Para entender a importância da iniciativa, seria oportuno que, juntos, façamos a leitura da MP. Muita gente aplaude ou condena iniciativas em razão direta de suas simpatias políticas ou preferências ideológicas. E não é por aí. É necessário ir à fonte, ao documento original.

São três os pontos que merecem destaque: o posto de diretor-geral da Polícia Federal passa a ser ocupado apenas por delegado de Polícia Federal de carreira, dentre os integrantes do mais alto nível desse cargo; passa a haver participação da OAB nas fases do concurso público para o cargo de delegado de Polícia Federal; e passa a haver exigência de três anos de atividade jurídica ou policial para a posse no cargo de delegado de Polícia Federal.

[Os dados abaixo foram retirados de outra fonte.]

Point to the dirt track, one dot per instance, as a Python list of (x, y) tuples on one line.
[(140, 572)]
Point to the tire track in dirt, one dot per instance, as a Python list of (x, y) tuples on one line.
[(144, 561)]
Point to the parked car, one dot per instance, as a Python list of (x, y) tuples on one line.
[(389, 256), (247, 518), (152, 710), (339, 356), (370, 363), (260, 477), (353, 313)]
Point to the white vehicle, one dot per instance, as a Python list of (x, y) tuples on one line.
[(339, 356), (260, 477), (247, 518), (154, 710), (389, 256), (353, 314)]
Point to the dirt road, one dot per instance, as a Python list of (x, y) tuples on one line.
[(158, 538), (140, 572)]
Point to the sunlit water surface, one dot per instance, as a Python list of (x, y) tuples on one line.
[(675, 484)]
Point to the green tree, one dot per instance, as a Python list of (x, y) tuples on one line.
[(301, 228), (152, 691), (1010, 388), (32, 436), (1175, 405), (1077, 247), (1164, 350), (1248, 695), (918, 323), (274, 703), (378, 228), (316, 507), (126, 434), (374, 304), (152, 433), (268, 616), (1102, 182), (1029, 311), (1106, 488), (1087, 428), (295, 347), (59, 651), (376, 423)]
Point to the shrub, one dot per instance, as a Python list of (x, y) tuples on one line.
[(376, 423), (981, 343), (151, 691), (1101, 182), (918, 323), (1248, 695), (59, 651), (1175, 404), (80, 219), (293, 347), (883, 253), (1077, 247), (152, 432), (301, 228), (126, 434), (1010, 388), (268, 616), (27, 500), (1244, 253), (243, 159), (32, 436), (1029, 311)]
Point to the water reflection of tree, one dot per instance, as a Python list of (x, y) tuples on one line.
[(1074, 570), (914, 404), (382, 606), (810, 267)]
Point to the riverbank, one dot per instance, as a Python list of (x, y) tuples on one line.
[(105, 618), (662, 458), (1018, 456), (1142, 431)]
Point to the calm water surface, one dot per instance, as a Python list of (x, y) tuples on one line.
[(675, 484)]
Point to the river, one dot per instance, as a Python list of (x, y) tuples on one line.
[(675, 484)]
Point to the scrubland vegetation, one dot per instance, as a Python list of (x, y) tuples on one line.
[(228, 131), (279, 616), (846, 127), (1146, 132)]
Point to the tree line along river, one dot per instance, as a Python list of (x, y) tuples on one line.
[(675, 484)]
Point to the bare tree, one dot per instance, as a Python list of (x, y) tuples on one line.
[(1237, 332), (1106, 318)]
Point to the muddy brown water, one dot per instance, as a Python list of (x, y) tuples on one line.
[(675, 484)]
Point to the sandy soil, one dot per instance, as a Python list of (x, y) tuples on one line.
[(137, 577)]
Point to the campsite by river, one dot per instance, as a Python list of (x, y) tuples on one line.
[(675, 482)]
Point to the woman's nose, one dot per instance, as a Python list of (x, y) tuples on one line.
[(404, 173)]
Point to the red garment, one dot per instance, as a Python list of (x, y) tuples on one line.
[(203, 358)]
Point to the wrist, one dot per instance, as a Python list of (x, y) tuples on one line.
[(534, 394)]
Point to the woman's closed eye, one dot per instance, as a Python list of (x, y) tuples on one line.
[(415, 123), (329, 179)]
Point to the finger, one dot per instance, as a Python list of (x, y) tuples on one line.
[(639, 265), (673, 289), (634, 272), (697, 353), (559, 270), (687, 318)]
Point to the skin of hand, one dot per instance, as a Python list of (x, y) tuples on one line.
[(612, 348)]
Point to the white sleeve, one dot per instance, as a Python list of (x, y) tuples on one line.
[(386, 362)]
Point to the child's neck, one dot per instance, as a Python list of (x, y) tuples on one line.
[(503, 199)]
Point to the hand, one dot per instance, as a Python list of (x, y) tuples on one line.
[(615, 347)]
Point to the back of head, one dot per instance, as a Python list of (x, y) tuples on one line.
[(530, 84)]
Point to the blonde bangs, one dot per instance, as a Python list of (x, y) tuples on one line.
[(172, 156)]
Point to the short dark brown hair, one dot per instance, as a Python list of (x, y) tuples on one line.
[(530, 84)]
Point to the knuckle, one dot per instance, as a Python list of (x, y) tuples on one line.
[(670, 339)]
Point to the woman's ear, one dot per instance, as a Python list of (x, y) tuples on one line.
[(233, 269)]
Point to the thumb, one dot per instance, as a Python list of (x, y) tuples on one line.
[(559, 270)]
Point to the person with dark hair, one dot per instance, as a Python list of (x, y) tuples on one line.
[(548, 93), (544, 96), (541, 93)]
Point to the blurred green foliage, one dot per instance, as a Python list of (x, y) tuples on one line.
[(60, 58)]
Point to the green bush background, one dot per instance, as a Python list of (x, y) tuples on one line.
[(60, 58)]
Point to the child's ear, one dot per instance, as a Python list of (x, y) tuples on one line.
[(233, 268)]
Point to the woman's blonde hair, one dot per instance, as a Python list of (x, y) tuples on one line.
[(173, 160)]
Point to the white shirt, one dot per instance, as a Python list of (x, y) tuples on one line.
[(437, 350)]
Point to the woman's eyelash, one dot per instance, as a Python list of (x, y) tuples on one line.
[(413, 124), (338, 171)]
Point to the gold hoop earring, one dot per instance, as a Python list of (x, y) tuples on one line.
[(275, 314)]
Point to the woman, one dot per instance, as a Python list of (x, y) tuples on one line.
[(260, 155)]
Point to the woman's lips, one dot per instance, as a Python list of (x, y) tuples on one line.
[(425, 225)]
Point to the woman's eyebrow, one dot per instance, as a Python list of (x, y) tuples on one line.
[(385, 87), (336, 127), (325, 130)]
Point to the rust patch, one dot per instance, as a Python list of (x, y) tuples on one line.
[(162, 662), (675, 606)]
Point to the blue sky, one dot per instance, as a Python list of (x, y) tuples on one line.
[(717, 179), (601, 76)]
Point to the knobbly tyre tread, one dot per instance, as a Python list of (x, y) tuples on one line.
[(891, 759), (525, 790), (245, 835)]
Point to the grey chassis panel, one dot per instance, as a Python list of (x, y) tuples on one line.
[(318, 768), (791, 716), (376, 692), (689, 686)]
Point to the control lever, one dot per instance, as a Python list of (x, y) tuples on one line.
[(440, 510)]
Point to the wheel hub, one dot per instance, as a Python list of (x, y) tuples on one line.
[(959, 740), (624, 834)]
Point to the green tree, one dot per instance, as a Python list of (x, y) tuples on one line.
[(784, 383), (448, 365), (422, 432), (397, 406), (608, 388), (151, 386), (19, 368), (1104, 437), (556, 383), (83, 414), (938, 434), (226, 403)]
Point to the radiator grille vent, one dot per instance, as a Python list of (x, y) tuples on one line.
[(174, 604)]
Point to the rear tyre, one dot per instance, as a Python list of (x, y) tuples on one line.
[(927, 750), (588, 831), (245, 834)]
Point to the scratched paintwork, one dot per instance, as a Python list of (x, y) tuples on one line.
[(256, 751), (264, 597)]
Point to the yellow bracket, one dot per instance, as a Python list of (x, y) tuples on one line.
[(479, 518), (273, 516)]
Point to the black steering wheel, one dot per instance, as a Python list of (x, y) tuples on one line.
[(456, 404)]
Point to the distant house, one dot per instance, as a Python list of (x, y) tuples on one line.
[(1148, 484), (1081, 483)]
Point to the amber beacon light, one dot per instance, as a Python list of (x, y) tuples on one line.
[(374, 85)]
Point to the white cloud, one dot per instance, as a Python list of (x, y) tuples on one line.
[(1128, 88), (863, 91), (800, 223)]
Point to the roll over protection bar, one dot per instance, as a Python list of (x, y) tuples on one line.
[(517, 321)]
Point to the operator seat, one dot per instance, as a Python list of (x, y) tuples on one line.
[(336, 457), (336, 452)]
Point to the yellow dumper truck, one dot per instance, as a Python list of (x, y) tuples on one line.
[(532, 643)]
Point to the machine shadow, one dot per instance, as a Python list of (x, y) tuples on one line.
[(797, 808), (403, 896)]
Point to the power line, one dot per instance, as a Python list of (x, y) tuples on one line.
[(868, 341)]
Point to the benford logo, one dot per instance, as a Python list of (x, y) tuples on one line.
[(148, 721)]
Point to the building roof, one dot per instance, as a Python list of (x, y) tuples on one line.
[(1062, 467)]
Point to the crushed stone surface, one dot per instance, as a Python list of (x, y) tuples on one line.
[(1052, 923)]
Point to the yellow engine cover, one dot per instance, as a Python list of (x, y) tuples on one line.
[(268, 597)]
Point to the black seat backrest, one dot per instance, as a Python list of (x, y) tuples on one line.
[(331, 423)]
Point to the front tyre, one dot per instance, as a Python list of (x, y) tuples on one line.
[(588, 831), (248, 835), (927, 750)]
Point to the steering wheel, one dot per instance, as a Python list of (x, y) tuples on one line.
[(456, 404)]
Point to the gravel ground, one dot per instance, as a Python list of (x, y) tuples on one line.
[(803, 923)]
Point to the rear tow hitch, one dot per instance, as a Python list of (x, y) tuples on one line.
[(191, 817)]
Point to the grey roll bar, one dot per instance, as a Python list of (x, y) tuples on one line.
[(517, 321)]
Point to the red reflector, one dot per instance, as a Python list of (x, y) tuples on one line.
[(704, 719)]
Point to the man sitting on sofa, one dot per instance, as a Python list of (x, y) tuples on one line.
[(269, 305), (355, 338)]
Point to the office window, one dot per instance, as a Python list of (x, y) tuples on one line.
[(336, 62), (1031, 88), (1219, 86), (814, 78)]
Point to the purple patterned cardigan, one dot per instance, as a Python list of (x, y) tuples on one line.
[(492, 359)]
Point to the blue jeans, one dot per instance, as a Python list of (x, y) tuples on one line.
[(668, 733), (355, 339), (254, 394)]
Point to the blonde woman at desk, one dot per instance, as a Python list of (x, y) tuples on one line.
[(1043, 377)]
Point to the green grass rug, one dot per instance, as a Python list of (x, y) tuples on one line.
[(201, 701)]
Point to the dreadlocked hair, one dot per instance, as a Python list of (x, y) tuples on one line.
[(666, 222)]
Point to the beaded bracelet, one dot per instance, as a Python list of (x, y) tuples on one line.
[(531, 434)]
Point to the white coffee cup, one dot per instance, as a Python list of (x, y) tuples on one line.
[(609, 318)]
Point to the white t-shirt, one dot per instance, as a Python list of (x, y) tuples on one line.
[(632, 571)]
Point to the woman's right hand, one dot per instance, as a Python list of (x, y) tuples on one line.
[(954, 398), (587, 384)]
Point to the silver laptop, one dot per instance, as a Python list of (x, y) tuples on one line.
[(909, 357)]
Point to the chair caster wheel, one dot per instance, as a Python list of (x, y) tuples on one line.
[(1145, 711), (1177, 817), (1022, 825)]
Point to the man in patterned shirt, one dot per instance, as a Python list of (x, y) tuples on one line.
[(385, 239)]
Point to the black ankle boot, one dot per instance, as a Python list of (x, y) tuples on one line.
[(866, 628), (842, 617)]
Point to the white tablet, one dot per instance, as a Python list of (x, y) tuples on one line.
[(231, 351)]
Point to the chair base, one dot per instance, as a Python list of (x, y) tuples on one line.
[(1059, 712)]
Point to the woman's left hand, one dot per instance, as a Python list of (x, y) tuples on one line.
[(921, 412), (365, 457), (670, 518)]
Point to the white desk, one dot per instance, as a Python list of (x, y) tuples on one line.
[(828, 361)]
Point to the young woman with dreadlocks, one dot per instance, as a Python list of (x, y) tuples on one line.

A iniciativa confere maior autonomia e independência à PF, pois seu chefe passa a ser, necessariamente, alguém oriundo dos quadros técnicos, que foi aprovado em concurso e que já trilhou todos os níveis do cargo. Ou seja, indicações meramente políticas deixam de ser viáveis. A nomeação pela Presidência da República do delegado-geral não acarreta por si só uma intervenção na atividade policial. O mesmo já ocorre com outras carreiras, como os ministros do STF, o procurador-geral da República e o advogado-geral da União.

A participação da OAB no concurso público representa uma saudável vigilância da sociedade civil organizada sobre um dos concursos mais concorridos, o que contribui para uma PF cada vez mais independente, republicana, técnica e transparente. A exigência de experiência jurídica ou policial para o ingresso no cargo de delegado sobressai como uma evolução do que já acontece em diversos outros cargos. Valoriza-se ainda a atividade policial dos outros cargos ao se reconhecer esse tempo de experiência como um requisito para a posse no cargo de delegado federal.

A MP nada mais é que um detalhamento normativo do que já existe na Constituição de 1988 e reforça a independência da Polícia Federal. Isso é muito importante.

O escândalo da Petrobras, um autêntico enredo de novela de bordel, tem seu lado positivo: a força irreprimível da investigação e dos fatos. A PF tem feito um excelente trabalho. O MP tem contribuído enormemente na luta contra os predadores do interesse público. O Poder Judiciário, na pessoa do competente e corajoso juiz federal Sergio Fernando Moro, está respondendo adequadamente ao clamor da opinião pública. A imprensa, independentemente de alguns excessos, está cumprindo o seu papel. Sucessivas matérias, desnudando autênticas redes de corrupção instaladas no coração dos poderes da República, têm desencadeado uma onda de decência. Reforçar as instituições, sua independência e transparência, é o melhor caminho de defesa da democracia. A Medida Provisória 657/2014 cumpre esse papel.

Carlos Alberto Di Franco, doutor em Comunicação pela Universidade de Navarra, é diretor do Departamento de Comunicação do Instituto Internacional de Ciências Sociais (Iics).